Ostensibly, the fine is the penalty for certain Soros-funded projects not meeting conditions for tax-exemption - promotion of science, culture, healthcare and environmental protection.
But local Soros workers are convinced that the clampdown is a political move, part of a general drive by President Alexander Lukashenko to bring under his own control or else suppress all private initiatives in the country.
Soros' annual expenditure of $6 million has been a major supporter of all forms of research in Belarus. Its suspension came only a few days before President Lukashenko announced plans to impose strict government controls on science and research.
Under these plans the Belarusian Academy of Sciences will add "National" to its name. Its president will now be ex officio a member of the cabinet, with the rank of a deputy prime minister. This apparent honour brings the condition that the president has to be confirmed in his position by the head of state, Lukashenko himself. The academy has elected a new president, physicist Alexander Voytovich.

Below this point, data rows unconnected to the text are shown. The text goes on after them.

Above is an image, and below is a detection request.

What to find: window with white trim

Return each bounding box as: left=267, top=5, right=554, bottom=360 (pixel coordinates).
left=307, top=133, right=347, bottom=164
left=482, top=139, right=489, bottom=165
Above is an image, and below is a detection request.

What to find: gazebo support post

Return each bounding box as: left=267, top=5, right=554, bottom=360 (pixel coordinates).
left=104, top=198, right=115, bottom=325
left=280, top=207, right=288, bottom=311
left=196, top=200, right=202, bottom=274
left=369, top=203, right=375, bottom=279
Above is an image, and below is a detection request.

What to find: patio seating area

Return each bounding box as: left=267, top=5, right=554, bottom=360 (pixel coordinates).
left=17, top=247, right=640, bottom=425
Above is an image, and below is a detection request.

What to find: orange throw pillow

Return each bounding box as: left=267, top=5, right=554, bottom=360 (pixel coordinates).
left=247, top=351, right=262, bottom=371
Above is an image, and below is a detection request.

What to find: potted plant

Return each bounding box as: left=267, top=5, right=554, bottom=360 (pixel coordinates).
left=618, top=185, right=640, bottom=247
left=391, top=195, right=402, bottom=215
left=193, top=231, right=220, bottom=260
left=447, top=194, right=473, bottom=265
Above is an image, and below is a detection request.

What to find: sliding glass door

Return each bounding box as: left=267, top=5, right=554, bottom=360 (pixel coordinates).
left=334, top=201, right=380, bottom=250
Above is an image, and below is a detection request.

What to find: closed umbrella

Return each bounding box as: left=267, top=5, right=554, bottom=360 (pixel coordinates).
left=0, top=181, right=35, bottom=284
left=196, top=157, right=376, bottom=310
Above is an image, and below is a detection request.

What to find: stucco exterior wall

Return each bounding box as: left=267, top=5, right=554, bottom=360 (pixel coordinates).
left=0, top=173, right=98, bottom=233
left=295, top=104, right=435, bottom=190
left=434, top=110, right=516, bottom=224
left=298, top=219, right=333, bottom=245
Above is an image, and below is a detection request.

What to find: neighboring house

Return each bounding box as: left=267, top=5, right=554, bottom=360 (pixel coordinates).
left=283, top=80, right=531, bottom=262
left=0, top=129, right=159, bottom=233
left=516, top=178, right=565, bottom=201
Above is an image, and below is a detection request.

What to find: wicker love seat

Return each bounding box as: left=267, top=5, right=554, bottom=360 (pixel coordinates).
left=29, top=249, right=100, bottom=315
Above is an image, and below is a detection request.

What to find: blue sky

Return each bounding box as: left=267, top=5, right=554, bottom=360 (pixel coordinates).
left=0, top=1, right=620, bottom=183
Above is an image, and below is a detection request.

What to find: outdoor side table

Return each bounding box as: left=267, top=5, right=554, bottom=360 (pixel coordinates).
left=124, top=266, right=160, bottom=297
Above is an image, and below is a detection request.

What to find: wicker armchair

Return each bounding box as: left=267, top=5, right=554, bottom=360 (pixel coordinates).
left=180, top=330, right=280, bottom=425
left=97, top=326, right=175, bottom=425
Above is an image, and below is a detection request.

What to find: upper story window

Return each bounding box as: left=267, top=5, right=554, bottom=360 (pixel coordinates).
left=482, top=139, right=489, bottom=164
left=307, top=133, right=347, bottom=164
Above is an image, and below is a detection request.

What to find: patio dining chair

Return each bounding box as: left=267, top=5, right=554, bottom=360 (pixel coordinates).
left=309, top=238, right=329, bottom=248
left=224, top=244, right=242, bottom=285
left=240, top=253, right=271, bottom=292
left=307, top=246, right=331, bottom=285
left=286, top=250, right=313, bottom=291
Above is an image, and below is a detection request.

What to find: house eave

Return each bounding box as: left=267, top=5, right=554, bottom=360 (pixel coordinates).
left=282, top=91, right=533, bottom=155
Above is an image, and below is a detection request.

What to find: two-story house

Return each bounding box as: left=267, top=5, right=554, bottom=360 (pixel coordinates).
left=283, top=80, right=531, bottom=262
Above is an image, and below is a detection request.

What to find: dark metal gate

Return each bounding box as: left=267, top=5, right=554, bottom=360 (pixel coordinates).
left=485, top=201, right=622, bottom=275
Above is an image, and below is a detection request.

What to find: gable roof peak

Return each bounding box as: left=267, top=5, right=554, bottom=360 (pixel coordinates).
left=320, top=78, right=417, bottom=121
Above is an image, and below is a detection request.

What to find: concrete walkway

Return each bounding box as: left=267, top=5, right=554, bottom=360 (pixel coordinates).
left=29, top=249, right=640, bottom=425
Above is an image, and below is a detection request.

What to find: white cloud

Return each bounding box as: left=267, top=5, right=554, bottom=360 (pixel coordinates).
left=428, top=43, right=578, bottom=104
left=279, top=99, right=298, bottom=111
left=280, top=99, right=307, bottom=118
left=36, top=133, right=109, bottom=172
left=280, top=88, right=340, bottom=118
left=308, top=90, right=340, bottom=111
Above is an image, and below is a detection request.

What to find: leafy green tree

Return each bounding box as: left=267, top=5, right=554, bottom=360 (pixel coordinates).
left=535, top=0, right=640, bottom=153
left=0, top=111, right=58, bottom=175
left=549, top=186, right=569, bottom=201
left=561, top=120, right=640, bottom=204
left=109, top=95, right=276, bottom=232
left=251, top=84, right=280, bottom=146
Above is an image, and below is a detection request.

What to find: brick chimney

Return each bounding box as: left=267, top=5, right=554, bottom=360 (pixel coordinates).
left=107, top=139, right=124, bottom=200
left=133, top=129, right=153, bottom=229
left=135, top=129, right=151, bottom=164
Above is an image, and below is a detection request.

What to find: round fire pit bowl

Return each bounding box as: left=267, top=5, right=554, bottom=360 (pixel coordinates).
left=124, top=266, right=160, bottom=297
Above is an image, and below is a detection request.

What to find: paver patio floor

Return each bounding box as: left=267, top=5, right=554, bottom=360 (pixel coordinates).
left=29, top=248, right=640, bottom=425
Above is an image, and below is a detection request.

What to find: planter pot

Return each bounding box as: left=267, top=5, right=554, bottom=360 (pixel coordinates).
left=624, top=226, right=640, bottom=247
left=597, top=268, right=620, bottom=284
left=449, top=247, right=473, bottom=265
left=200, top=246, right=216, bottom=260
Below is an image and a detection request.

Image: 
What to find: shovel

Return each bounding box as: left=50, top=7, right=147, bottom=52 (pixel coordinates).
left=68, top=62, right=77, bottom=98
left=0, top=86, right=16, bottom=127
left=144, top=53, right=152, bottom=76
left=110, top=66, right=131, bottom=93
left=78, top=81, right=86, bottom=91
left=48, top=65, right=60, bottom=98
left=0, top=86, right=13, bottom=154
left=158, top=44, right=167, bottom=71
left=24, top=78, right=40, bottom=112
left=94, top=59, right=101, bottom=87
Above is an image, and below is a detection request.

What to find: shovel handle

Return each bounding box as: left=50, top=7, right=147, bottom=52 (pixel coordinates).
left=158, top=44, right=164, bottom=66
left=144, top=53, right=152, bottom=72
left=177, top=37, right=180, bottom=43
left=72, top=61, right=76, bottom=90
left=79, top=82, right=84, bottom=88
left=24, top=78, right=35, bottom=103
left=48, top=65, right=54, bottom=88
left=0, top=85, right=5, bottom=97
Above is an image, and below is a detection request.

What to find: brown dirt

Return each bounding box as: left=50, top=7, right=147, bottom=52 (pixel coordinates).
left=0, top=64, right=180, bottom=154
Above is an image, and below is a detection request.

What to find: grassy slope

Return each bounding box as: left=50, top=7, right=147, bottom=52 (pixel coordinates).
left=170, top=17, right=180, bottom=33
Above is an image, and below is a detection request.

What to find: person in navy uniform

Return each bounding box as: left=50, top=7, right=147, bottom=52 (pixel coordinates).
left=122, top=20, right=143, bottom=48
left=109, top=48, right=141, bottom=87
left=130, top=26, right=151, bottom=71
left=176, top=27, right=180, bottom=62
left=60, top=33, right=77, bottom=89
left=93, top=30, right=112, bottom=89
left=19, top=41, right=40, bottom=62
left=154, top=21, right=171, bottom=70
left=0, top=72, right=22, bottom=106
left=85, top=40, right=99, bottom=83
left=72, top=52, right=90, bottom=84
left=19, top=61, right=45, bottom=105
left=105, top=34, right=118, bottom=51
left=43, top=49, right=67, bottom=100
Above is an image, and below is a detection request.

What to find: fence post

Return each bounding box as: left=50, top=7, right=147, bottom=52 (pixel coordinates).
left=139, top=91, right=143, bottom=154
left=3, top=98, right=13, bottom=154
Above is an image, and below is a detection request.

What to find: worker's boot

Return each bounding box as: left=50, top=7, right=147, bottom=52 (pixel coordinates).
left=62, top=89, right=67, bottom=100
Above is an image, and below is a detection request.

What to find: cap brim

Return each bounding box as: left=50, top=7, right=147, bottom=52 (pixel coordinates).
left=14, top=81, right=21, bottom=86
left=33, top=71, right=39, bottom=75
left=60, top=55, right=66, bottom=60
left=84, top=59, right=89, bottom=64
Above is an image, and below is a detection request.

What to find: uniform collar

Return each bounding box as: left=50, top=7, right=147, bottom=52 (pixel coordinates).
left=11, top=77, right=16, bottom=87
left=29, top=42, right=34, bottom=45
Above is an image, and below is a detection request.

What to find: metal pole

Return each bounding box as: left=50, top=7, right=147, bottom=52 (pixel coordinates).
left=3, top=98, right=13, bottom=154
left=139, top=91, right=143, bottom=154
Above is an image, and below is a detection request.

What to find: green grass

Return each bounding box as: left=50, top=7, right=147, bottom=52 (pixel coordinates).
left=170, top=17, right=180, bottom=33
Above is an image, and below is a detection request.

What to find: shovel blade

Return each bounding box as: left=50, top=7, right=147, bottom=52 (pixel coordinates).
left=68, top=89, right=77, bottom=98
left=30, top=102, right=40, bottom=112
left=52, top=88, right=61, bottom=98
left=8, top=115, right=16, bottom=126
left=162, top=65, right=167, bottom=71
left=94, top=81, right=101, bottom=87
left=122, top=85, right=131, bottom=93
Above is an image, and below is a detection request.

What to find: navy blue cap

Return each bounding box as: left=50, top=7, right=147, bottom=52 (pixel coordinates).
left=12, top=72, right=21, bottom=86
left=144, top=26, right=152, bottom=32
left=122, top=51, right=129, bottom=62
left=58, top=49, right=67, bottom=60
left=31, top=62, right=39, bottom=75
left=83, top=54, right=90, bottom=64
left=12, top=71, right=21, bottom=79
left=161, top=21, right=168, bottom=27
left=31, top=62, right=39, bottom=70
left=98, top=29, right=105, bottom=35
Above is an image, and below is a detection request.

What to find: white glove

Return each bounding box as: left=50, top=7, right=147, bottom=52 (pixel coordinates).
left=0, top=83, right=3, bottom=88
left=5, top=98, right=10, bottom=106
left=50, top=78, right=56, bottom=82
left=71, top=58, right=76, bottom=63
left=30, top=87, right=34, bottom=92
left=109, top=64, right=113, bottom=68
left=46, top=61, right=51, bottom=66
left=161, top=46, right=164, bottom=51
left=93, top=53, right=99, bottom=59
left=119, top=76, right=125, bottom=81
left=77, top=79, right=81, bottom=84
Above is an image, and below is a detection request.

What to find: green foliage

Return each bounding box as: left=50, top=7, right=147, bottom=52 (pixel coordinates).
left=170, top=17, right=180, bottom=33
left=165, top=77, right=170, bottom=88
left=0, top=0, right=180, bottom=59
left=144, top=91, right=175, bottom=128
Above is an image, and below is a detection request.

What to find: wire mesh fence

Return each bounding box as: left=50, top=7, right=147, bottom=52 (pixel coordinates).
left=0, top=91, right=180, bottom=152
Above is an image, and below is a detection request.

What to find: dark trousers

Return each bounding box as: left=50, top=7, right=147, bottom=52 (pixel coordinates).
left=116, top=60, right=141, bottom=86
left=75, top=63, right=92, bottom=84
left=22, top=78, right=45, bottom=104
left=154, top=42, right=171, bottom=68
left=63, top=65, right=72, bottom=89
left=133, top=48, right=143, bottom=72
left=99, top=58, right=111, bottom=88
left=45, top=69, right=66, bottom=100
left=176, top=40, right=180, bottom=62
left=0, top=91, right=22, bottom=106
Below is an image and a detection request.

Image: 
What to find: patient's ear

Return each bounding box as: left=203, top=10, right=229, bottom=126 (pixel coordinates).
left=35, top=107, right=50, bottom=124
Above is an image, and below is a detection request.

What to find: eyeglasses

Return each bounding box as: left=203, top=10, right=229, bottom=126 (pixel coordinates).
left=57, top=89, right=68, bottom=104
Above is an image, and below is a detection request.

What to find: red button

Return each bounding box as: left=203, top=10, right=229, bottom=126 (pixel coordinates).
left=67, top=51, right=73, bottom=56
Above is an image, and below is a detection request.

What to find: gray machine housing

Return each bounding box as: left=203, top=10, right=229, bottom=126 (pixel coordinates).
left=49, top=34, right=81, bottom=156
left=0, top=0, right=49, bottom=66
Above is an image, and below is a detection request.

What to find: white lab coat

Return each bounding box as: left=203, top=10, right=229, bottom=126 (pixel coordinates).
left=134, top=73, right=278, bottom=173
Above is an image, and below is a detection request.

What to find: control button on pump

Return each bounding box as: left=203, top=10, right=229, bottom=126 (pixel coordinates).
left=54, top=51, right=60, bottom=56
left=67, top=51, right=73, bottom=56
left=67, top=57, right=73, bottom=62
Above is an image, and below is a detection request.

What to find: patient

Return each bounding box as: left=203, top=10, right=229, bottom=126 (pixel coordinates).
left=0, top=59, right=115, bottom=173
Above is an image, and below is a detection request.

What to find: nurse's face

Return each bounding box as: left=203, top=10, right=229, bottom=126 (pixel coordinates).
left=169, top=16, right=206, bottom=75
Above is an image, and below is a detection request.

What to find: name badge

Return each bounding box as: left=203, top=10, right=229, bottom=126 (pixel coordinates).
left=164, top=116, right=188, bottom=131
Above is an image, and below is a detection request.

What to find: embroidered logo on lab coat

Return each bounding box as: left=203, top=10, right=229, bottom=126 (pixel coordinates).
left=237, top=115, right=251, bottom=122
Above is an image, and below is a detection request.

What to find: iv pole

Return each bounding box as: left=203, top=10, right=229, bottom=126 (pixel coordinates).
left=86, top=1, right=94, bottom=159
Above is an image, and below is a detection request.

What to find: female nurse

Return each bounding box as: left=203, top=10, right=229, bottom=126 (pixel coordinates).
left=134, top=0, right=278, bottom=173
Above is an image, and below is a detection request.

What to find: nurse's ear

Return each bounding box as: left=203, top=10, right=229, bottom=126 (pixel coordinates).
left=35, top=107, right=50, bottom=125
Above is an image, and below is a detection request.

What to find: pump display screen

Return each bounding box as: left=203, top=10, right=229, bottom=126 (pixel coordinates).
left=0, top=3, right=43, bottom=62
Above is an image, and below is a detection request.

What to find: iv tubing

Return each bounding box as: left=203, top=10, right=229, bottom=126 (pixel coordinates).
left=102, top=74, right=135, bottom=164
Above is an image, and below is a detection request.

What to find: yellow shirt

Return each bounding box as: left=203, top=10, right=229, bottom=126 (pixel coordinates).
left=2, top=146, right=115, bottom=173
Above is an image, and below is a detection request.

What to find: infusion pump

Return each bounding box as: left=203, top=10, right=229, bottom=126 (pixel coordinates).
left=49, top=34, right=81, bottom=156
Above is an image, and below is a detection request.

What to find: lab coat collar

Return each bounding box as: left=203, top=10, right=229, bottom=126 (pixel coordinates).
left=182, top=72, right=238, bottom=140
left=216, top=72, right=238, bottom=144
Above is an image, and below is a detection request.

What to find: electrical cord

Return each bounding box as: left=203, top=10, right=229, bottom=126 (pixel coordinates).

Lukashenko's plans include the elimination of all "scum and dross" from the scientific and research establishment and the "government certification" of all research institutions.
This does not mean simply the removal of "dead wood" in the style of Mikhail Gorbachev's reforms of Soviet science in the late 1980s. President Lukashenko's aim seems rather to be a political purge.
He particularly criticised the academy's institutes of economics and history, saying they were aimed at destabilising the situation in Belarus.
He singled out a university history text book represented Russia as an enemy of Belarus.